Article
作者: Cao, Xiang ; Yan, Fang-Rong ; Yang, Kun ; Wan, Na ; Wang, Xu-Wen ; Kong, Jian ; Quan, Ya-Ru ; Jin, Peng-Fei ; Wang, Kai-Qin ; Xiu, Shi-Xin ; Li, Chang-Gui ; Xu, Kang-Wei ; Shen, Yuan ; Wan, Wen-Yan ; Chen, Li ; Peng, Ling ; Jiang, Xian-Min ; Xu, Ming ; Wang, Wen-Juan ; Li, Jing-Xin ; Yang, Min ; Xue, Yu-Peng ; Tao, Shi-Yao ; Yao, Ai-Hua ; Pan, Hong-Xing
The licensed adjuvanted recombinant glycoprotein E (gE) subunit vaccine (HZ/su) is highly effective against herpes zoster (HZ).
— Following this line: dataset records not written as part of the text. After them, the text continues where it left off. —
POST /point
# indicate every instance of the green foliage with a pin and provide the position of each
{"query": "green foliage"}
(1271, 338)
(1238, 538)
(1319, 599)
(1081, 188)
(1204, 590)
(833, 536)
This randomised, active-controlled, non-inferiority trial (ChiCTR2300079076) compared the immunogenicity and safety of a novel gE-Fc fusion protein vaccine candidate (LZ901) with HZ/su in 300 healthy adults aged ≥50 years without prior HZ vaccination in Wuxi, China. Participants received either two doses of LZ901 (30-day interval; n = 151) or HZ/su (60-day interval; n = 149). The primary outcomes was the proportion of participants with simultaneous positive responses to two or more cytokines (IFN-γ, IL-2, TNF-α, or CD40L) 30 days after the second dose (referred to as gE-specific CD42+/CD82+ T-cell responses). LZ901 demonstrated non-inferiority to HZ/su (margin > -10%) for both CD4+ and CD8+ T-cell responses. Significantly higher response rates were observed with LZ901 for CD42 + T-cell responses (83.0% [117/141] vs 58.1% [79/136]; p < 0.0001) and CD82 + T-cell responses (46.8% [66/141] vs 8.8% [12/136]; p < 0.0001). Adverse reactions were markedly lower with LZ901 (41.1% [62/151] vs 87.9% [131/149]; p < 0.0001), including grade 3 events (0.7% [1/151] vs 6.0% [9/149]). LZ901 induced superior cellular immunogenicity and exhibited a better safety profile than HZ/su in adults ≥50 years, supporting its potential as a promising HZ prevention candidate vaccine.